Все-таки зараз говорило не менее двадцати баб.

– Помираем от холоду, кормилец… Уж ты сделай милость, обдумай нас как-нибудь… Никакой нам возможности нету больше… Загнали нас на зиму в бараки, а в них нешто можно жить-то? Одна только слава, что бараки, а то как есть из лучины выстроены… И теперь-то по ночам невтерпеж от холоду… зуб на зуб не попадает… А зимой что будем делать? Ты хоть наших робяток-то пожалей, пособи, голубчик, хоть печи-то прикажи поставить… Пишшу варить негде… На дворе пишшу варим… Мужики наши цельный день на работе… Иззябши… намокши… Придут домой – обсушиться негде. Квашнин попал в засаду.

В какую сторону он ни оборачивался, везде ему путь преграждали валявшиеся на земле и стоявшие на коленях бабы. Когда он пробовал протиснуться между ними, они ловили его за ноги и за полы длинного серого пальто. Видя свое бессилие, Квашнин движением руки подозвал к себе Шелковникова, и, когда тот пробрался сквозь тесную толпу баб, Василий Терентьевич спросил его по-французски, с гневным выражением в голосе:

– Вы слышали? Что все это значит?

Шелковников беспомощно развел руками и забормотал:

– Я писал в правление, докладывал… Очень ограниченное число рабочих рук… летнее время… косовица, высокие цены… правление не разрешило… ничего не поделаешь…

– Когда же вы начнете перестраивать рабочие бараки? – строго спросил Квашнин.

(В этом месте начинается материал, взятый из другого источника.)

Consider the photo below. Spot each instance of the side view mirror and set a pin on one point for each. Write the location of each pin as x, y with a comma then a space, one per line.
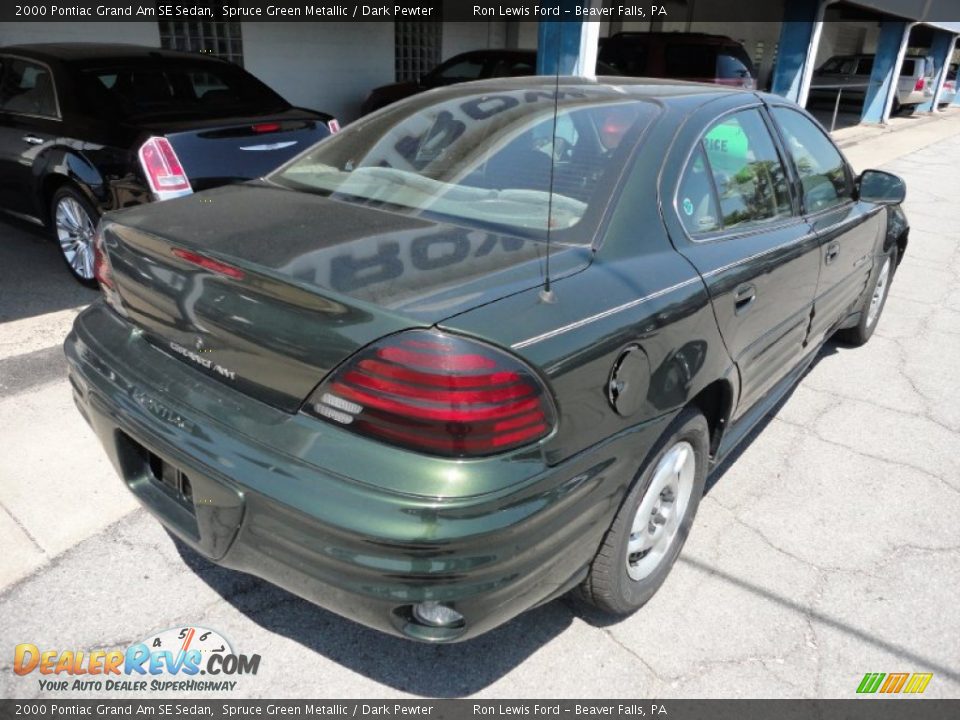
881, 187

– Положительно неизвестно… Пусть потерпят как-нибудь… Нам раньше надо торопиться с помещениями для служащих.

– Черт знает что за безобразия творятся под вашим руководством, проворчал Квашнин. И, обернувшись опять к бабам, он сказал громко: Слушай, бабы! С завтрашнего дня вам будут строить печи и покроют ваши бараки тесом. Слышали?